As I have written about elsewhere, the “demographic tsunami” (e.g., the aging of the Baby Boom generation) is upon us. Demands for competent geriatric specialists are rising rapidly, and while there seems to be somewhat of a (growing) oversupply of clinical psychologists in the United States (thanks in part to the proliferation of large-scale professional psychology programs run by companies like the Apollo Group and University of Phoenix), there seems to be a rather distressing shortage of appropriately trained Geropsychologists in the United States that will only continue to grow.  It seems an extremely difficult situation for consumers who wish to find competent Geropsychological services – at the same time the supply of (in many cases, poorly trained) psychologists continues to grow, the supply of Geropsychologists relative to demand continues to shrink over time.

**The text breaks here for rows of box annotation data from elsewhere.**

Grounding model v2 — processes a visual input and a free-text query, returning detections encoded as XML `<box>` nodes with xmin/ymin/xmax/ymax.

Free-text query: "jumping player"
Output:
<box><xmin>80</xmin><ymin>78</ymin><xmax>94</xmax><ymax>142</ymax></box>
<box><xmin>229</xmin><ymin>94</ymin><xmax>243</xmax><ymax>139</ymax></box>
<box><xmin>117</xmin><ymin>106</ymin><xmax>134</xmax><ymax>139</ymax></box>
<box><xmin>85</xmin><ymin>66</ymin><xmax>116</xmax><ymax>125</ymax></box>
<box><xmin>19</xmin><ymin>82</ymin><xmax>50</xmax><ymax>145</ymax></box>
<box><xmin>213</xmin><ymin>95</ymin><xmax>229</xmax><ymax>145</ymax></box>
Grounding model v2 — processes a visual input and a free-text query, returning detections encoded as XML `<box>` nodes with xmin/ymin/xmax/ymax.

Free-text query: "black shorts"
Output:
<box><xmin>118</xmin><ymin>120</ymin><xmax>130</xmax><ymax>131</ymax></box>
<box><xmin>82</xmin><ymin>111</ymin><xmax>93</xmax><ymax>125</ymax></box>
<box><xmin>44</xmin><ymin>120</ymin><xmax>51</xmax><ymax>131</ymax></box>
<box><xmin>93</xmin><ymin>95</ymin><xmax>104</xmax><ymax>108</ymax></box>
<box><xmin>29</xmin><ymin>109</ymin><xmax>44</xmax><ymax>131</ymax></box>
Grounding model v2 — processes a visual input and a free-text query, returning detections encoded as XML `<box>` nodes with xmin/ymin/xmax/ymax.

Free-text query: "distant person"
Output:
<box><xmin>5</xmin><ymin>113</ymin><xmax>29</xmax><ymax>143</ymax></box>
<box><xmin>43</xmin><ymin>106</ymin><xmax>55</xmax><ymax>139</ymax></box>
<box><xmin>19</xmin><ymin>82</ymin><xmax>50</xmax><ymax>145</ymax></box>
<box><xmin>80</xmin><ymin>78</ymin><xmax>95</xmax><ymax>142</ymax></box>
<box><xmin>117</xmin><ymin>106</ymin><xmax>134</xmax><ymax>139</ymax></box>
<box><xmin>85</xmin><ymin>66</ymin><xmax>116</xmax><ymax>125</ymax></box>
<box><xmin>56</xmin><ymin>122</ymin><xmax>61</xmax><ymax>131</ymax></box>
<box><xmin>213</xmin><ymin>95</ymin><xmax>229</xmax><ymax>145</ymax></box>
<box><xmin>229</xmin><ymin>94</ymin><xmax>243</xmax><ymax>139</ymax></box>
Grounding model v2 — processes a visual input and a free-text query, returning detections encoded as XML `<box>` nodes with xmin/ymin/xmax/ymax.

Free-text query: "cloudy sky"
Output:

And this is where it gets exciting for Geropsychology. As of this year, ABPP has announced (after a multiple years of buildup) that they will begin the initial process of examining candidates to attain board-certification in the specialty area of Geropsychology! I consider this a critical step for consumers and organizations to begin to easily be able to sort the “wheat from the chaff” when it comes to the confusing world of clinical psychology. Specialty boarding in Geropsychology will be, without a doubt, a career goal for me. I consider it not only a smart career move (lets be honest), but it’s also a critical service to the community. As I showed in the example above (where I discussed the case of the older adult gentleman who was misdiagnosed with mild cognitive impairment as opposed to dementia), psychological, physical, and financial well-being can be at stake.